Anna: Bei mir war es kein Moment, bei mir war es ein Dauerzustand. Ich habe früher schon viel mit Grafik gemacht, kreative Sachen, in der Assistenz, in Projekten. Und dann bin ich im Job in eine Abteilung gekommen, wo klar war: Du kümmerst dich jetzt auch um Marketing. Ich hatte so ein Fear of not knowing. Du wirst ja bombardiert. KI, Algorithmus, Organic, diese ganzen Sachen. Und ich hatte immer das Gefühl: Ich kann nicht genug. Ich verstehe es nicht ganz. Das hat mich überfordert, dieses da mal was und dort mal was. 

Und trotzdem hat es gedauert. 

Anna: Ich habe den Kurs zweimal verschoben. Zweimal wollte ich ihn machen und habe mich nicht drübergesehen. Dann war Sommer und irgendwie habe ich gedacht: Jetzt passt es. Jetzt traue ich mich. 

Warum kein Online-Kurs? Das wäre bequemer gewesen. 

Anna: Weil ich fragen können wollte. Ich wollte reale Personen, die Expertinnen und Experten sind. Leute, von denen ich das Gefühl habe, die sind hier in Vorarlberg wirklich Fachleute für diese Themen. Und dass ich nachher nicht mehr überlegen muss, ob das, was ich mache, überhaupt State of the Art ist. 

Johanna, ging es dir wirklich ums Digital Marketing? Oder war da etwas Größeres am Werk? 

Johanna: Ich war immer Autodidaktin. Texte, Fotografie, viele Ausbildungen. Aber alles habe ich mir selbst erlernt. Für mich war es diesmal: Jetzt habe ich etwas in der Hand. Etwas Fundiertes. Und was da mitkommt, ist eine extreme Tiefe an Wissen, die du für dich gar nicht immer aktiv brauchst, die mir aber total viel Sicherheit gibt. Es dauert nicht jahrelang, wie ein Studium, sondern man bekommt in kurzer Zeit intensives Wissen aus der Praxis. 

Dann sitzt man da und bekommt sehr viel Wissen um die Ohren gehauen. Wie hat sich das angefühlt? 

Johanna: Immer wieder hat es sich verschoben.

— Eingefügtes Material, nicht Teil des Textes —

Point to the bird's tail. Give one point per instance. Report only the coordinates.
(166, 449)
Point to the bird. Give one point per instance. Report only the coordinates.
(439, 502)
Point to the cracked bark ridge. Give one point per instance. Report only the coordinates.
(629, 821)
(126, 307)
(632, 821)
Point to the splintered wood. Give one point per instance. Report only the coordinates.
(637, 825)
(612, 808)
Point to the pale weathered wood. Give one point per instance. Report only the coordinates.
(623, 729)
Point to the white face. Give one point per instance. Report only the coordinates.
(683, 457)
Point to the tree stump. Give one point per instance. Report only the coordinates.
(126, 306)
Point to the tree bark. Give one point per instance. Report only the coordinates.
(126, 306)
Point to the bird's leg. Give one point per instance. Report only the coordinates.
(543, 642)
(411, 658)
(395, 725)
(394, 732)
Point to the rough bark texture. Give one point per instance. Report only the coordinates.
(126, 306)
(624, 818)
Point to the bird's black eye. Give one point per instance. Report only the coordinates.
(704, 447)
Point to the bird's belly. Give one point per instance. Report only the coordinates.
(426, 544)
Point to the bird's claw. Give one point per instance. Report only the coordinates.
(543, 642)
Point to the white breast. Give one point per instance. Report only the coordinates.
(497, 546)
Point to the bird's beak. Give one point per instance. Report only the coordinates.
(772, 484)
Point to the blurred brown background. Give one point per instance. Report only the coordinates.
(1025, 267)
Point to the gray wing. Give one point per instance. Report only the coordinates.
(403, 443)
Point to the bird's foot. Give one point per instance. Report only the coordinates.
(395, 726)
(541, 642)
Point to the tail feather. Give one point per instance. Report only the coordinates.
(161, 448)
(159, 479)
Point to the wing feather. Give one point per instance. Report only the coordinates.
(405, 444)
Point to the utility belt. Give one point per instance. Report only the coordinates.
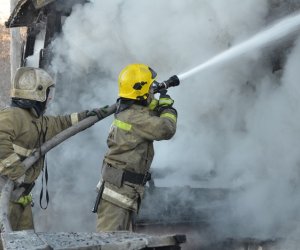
(21, 194)
(117, 176)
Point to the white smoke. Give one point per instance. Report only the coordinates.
(238, 123)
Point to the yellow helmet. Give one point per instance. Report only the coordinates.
(135, 81)
(31, 84)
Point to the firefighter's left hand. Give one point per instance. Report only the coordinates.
(100, 113)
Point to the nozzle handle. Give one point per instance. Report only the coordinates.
(173, 81)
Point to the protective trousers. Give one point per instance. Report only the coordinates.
(20, 217)
(113, 218)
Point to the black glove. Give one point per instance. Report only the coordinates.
(100, 113)
(164, 102)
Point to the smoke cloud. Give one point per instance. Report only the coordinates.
(238, 123)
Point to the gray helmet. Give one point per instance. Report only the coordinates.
(31, 84)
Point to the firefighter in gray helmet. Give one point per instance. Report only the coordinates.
(139, 120)
(23, 129)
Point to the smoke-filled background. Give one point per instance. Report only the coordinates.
(238, 124)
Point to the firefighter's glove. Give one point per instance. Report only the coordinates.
(164, 102)
(100, 113)
(153, 104)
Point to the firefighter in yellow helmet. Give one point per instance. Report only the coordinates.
(24, 128)
(139, 120)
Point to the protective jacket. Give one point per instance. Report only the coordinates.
(130, 144)
(21, 132)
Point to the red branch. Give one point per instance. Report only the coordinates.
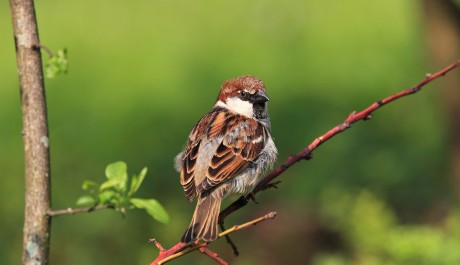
(305, 154)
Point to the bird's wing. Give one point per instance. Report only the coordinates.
(243, 140)
(189, 157)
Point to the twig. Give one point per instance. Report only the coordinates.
(229, 240)
(78, 210)
(41, 46)
(213, 255)
(181, 248)
(306, 154)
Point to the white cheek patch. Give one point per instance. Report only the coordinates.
(258, 140)
(238, 106)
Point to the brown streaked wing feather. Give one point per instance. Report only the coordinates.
(235, 153)
(191, 153)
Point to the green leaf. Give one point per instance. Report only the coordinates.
(110, 184)
(88, 184)
(117, 175)
(116, 170)
(57, 64)
(136, 181)
(106, 197)
(153, 207)
(86, 200)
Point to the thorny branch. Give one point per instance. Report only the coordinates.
(307, 153)
(181, 249)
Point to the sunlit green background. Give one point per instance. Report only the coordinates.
(142, 73)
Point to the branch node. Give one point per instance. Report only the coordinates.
(41, 46)
(157, 244)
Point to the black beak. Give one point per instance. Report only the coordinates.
(260, 97)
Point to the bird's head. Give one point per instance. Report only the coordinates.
(244, 95)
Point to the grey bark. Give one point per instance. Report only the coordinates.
(35, 134)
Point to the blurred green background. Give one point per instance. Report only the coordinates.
(140, 76)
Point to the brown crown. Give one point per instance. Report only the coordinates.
(231, 87)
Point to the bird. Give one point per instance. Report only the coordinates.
(226, 152)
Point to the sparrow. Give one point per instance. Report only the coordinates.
(226, 153)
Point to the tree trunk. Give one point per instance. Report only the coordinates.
(35, 134)
(442, 21)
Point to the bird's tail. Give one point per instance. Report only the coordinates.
(204, 222)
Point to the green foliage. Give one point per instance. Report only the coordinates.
(114, 192)
(57, 64)
(376, 238)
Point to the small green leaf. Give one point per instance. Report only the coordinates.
(116, 170)
(86, 200)
(106, 197)
(118, 173)
(57, 64)
(110, 184)
(153, 207)
(136, 181)
(88, 184)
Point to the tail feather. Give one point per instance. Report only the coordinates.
(204, 222)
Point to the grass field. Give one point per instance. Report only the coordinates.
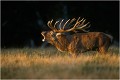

Es hat sich entwickelt, dann hat es sich gesetzt. Du wirst vollgefüttert, du bist wie ein Schwamm, nimmst auf, dann wringst du dich aus, dann sortierst du. Immer wieder Up and Down, weil es extrem viel Input aus extrem verschiedenen Richtungen ist. Wenn mich heute jemand etwas fragt, antworte ich ganz anders als vor dem Kurs. Du kriegst die ganze Bandbreite mit und irgendwann verstehst du, was wirklich sinnvoll ist an Strategie und was das Ziel ist. 

Anna: Bei mir ging es auch immer wieder hin und zurück, weil sich die Sachen überschnitten haben und die Dinge erst langsam zusammengekommen sind. Das ist bis heute so. Ich baue gerade mein Portfolio auf und muss mich wieder damit beschäftigen. 

Johanna: Mein Hirn ist normalerweise um acht am Abend im Feierabend. Und plötzlich war es bis zehn voll da. Am Anfang habe ich kaum schlafen können, bin erst um zwölf eingeschlafen, weil es immer noch weitergedacht hat. Ich war ja trotzdem im Arbeitsprozess und mit Familie. Aber es hat mir getaugt, weil es mich so bewegt hat. 

Das klingt weniger nach Kurs als nach innerem Umbau. 

Johanna: Es macht brutal Platz, das ist es. Ganz unabhängig vom Digitalen. Ich habe im Kurs extrem viel Klarheit schaffen können: Welche Projekte sind sinnvoll, welche nicht, was habe ich längst erledigt, was brauche ich gar nicht mehr. Die Struktur vom Kurs hat etwas mit mir gemacht. 

Anna: Für mich war es beruflich parallel eine sehr fordernde Zeit. Trotzdem habe ich kaum gefehlt. Ich wollte gerne hin, um zu lernen. Außerdem hat mir unsere Gruppe im Alltag Halt gegeben. Die war einfach cool, wir haben es so lustig gehabt, jeder hatte Bock auf die anderen, und dabei waren die Leute so unterschiedlich. 

Letzte Frage: Ist dieser Kurs ein Abschluss oder ein Anfang? 

Anna: Beides. Einerseits bin ich froh, dass ich nicht mehr Dienstag und Donnerstag von sechs bis zehn dort sitze. Andererseits geht es mir ab. Ich lerne weiter. Und ich suche gerade eine neue berufliche Herausforderung, in die ich das alles reinlegen kann. 

Johanna: Ein Anfang und ein Ende zugleich. Und ein Weiterlernen. Ich habe schon während der Ausbildung einen neuen Job bekommen und kann jetzt neu durchstarten. 

Danke an Johanna und Anna für ihre Offenheit. Wir wünschen euch alles Gute für das, was jetzt kommt.